United States ex rel. Bahnsen v. Boston Scientific Neuromodulation Corp., No. 11 CV 1210 (SDW) (MCA) (D.N.J.).: Two former employees of Boston Scientific Neuromodulation Corporation (BSNC) – one from its Customer Service Department and the other from its Billing and Collections Department – brought this action alleging that BSNC violated the federal and several state False Claims Act, including New York, California, Texas, and Virginia. The complaint alleges that BSNC submitted claims for medically unnecessary services that contained false diagnosis codes and falsely certified that its submissions complied with the law. The complaint, which includes 15 pages describing the alleged false claims, survived BSNC’s motion to dismiss. The court found that the “[r]elators have pled with adequate particularity their claims, including those regarding improper billing, adverse event reporting, off-label allegations, and kickback payments, as well as retaliation.”
However, BSNC has asserted two counterclaims – one against each of the two relators – alleging that they breached their employment agreements, which required them to maintain the confidentiality of BSNC’s claims documents and to return them to BSNC upon termination of their employment. BSNC seeks dismissal of the action, money damages, and injunctive relief directing the relators to return BSNC’s claims documents and enjoining the relators from using the documents in the action. The relators moved to dismiss the counterclaims, arguing, in part, that “Defendant attempts to immunize itself from this damning and damaging evidence that Relators possess by virtue of their status as whistleblowers and which Relators have turned over to the federal and state Governments in compliance with the specific provisions of the FCA and state law counterparts. Compelling public policy reasons prohibit counterclaims of this nature.” The motion was fully submitted last month on September 11, 2013, and the court, two days later, scheduled a conference for October 23, 2013, thereafter adjourned to October 24, 2013.

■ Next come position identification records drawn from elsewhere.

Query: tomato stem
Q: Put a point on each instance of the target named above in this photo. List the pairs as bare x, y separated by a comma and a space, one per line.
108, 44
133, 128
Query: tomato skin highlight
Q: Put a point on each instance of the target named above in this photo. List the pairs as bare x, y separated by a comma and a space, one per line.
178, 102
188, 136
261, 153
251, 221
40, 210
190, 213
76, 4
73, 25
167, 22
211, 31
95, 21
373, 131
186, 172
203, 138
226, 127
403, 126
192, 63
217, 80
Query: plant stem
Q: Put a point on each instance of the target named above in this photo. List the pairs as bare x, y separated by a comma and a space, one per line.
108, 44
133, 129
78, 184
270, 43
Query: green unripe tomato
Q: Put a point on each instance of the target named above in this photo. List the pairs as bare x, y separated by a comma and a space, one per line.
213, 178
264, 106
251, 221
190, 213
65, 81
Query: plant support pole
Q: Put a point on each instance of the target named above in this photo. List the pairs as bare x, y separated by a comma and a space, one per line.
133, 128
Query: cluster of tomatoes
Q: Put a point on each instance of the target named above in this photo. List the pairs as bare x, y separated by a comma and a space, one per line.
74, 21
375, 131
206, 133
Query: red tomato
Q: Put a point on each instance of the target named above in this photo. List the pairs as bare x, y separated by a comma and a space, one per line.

BSNC’s counterclaims raise an interesting issue as to whether FCA whistleblowers are immune from laws that prohibit employees from taking confidential information from their employers. Notably, the New York FCA specifically provides that an employer may not retaliate against an employee for “lawful acts” done in furtherance of a NY FCA action, and defines “lawful acts” to include:
"obtaining or transmitting to the state, a local government, a qui tam plaintiff, or private counsel solely employed to investigate, potentially file, or file a cause of action under this article, documents, data, correspondence, electronic mail, or any other information, even though such act may violate a contract, employment term,or duty owed to the employer or contractor, so long as the possession and transmission of such documents are for the sole purpose of furthering efforts to stop one or more violations of this article.”
NY FCA § 191. Although the federal and other state FCAs protect employees from retaliation by their employees for engaging in activities in furtherance of FCA suits, the statutes do not define the protected conduct to include an employee’s taking of his employer’s confidential information.